Imagine now that we have an operator which I will for now designate as “:>” allowing us to rewrite the above as

x foo: 1 :> bar: 2 :> baz: 3 :> zork: 4

In other words, it makes the result of the preceding expression the receiver of the following message send, so that in fact

x foo :> bar :> baz


x foo bar baz

are two syntactic forms of the same chain of messages.

One obvious example of the use of this operator is rewriting something like

(aCollection select: [:some | some foo]) collect: [:each | each bar]


aCollection select: [:some | some foo] :> collect: [:each | each bar]

An even more likely case, which I don’t believe was mentioned on squeak-dev, are complex conditions:

something thingsAt: aKey :> includes: aThing :> 
    ifTrue: [...]
    ifFalse [...]

Writing the “standard” form often involves going back to the beginning of the expression to add parentheses once you’ve written enough of the expression to realize what it will look like. The chain operator exactly follows the “do this, then this, then that” structure of such expressions and does not require going back.

The change set linked at the beginning of the post implements the operator for Squeak. The inevitable question now is, Is This A Good Thing?

Clearly it adds nothing new to the language—chaining messages was always possible—only a new ability to express something in a different syntactic form. Such things generally invite (justified) suspicion and tossing around the various “less is more” quotes. Without questioning the value of minimalism and structured approach, some prior “sugary” additions such as tuples (brace Array constructors) or ifNil:/ifNotNil: could be (and have been) criticized on the same grounds. Any Array constructor discussion usually involves someone pointing out how the ease of array creation is overrated because redesigning the code to replace arrays with structured objects or store them in self-documenting variables only improves the code. This is true, of course—and yet in some contexts, one of which are DSL-like Smalltalk expressions, syntactically lightweight array creation turns out quite useful. Perhaps there is a similar “killer use” out there waiting for lightweight message chains to become available. Or perhaps not. My take is that this operator might be a good thing, and only practice can show if there are use cases out there waiting for it.

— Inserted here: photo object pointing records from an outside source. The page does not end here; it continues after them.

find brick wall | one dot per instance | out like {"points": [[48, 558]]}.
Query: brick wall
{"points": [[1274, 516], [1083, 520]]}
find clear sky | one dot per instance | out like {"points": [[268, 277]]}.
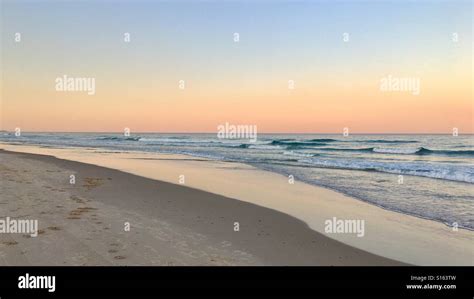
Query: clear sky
{"points": [[336, 82]]}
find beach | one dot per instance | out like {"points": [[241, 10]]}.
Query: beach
{"points": [[84, 224], [183, 210]]}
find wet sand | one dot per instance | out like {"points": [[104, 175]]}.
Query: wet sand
{"points": [[86, 223]]}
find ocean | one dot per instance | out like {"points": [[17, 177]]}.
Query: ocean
{"points": [[437, 171]]}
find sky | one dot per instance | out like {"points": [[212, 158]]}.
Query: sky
{"points": [[336, 53]]}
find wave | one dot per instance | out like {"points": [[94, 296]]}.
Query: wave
{"points": [[425, 151], [297, 154], [402, 151], [445, 172], [386, 141], [297, 143]]}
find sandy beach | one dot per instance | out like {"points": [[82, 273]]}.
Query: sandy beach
{"points": [[193, 223], [84, 224]]}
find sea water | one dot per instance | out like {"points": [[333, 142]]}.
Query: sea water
{"points": [[428, 176]]}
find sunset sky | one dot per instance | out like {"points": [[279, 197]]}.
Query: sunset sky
{"points": [[246, 82]]}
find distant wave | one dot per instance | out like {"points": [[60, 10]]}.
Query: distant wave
{"points": [[115, 138], [297, 154], [404, 151], [445, 172], [425, 151], [297, 143], [386, 141]]}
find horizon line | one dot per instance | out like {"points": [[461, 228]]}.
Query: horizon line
{"points": [[274, 133]]}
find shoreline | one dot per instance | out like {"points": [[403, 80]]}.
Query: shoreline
{"points": [[168, 224], [422, 241]]}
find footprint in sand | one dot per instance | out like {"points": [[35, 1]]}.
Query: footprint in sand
{"points": [[119, 257], [9, 243], [91, 183]]}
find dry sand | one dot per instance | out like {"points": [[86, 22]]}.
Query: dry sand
{"points": [[84, 223]]}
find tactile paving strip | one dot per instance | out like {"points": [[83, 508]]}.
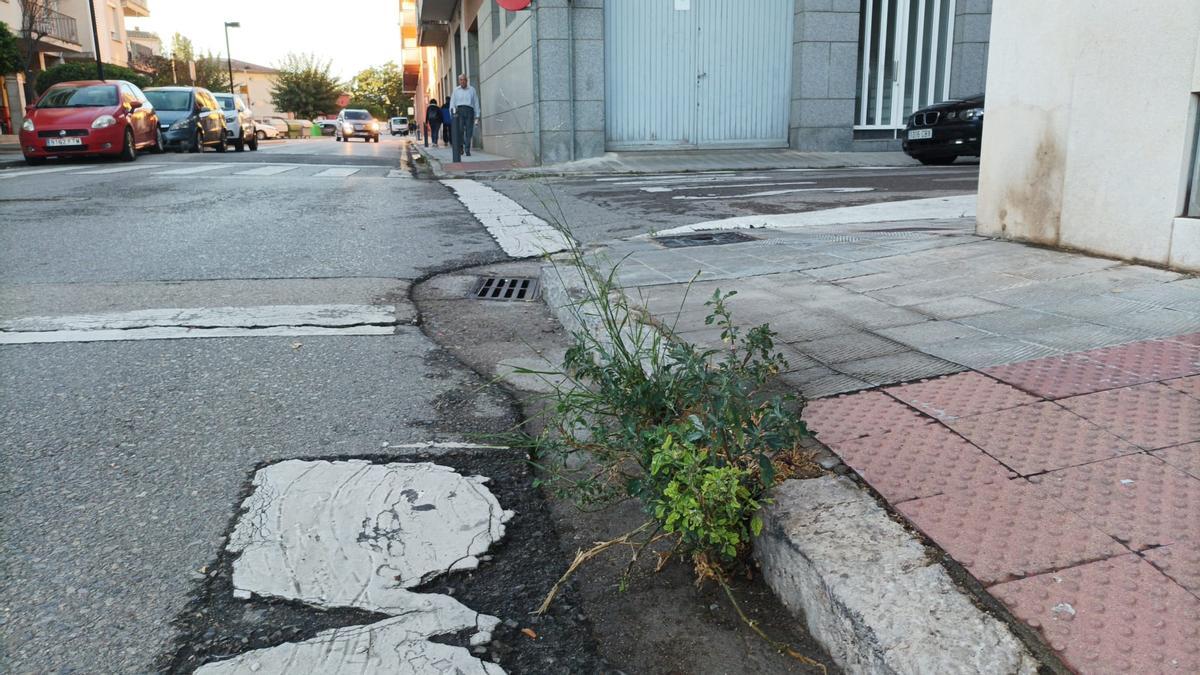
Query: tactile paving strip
{"points": [[1008, 530], [960, 395], [1152, 359], [869, 413], [1041, 437], [1180, 561], [1151, 416], [1069, 375], [919, 463], [1138, 500], [1117, 615]]}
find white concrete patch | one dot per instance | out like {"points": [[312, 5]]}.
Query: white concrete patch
{"points": [[389, 646], [520, 233], [772, 192], [202, 322], [936, 208], [354, 533]]}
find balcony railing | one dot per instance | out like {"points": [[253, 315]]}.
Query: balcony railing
{"points": [[58, 25]]}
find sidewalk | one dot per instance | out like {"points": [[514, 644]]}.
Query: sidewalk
{"points": [[1036, 413]]}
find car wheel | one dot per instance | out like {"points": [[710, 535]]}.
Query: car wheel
{"points": [[937, 161], [129, 151]]}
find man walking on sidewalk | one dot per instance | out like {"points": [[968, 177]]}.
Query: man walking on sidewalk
{"points": [[465, 106]]}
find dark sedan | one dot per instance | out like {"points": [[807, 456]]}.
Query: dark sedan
{"points": [[946, 131]]}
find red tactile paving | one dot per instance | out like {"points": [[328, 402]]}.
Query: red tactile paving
{"points": [[1117, 615], [1069, 375], [869, 413], [1138, 500], [1185, 458], [1008, 530], [918, 463], [960, 395], [1151, 416], [1180, 561], [1152, 359], [1189, 386], [1041, 437]]}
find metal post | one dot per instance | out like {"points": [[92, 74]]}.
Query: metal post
{"points": [[95, 40]]}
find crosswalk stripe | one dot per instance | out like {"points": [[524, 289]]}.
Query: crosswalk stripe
{"points": [[270, 169], [199, 168], [117, 169], [341, 172]]}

As for less is more—perhaps the power of Smalltalk is not as much in having a small untouchable core (and if anything, Object and UndefinedObject protocols in Squeak live to prove that more is more) as in having a core small and malleable enough to support this sort of extensions and experimentation. I’d rather say Squeak core is still not small and malleable enough if something like this can only be done by modifying the compiler rather than tweaking the meta-level.

Having said this, I should comment on Bert Freudenberg’s elegant #asPipe implementation. There are two reasons why I consider it very neat but still not enough of the real thing. One is the look of the code. The value proposition of pipes is improving readability. Getting rid of parentheses is only one step towards that, the other is having the links of the chain stand out enough for the reader to easily see where the distinct steps are. This is partly an issue of formatting, but proper “graphic design” of a visually distinct special operator is still unbeatable.

In fact, in terms of visibility I think the operator even better than “:>” (which already looks quite like a smiley) is “:)”:

something thingsAt: aKey :) includes: aThing :)
    ifTrue: [...]
    ifFalse [...]

The other issue are minor anomalies that are always hard to hide with DNU tricks because of the need for the DNU handler to have some rudimentary behavior of its own, and because some things are not handled by messages. For example:

2 asPipe between: 1 and: 3; == true

evaluates to false.

2 asPipe between: 1 and: 3; ifTrue: [#foo]

fails to compile, ruling out the use of pipes to simplify conditions.

foo := [#nil].
bar := [#notNil].
nil asPipe value; ifNil: foo ifNotNil: bar

does compile because the branches are not literal blocks, but then the result of the “pipe” is #notNil.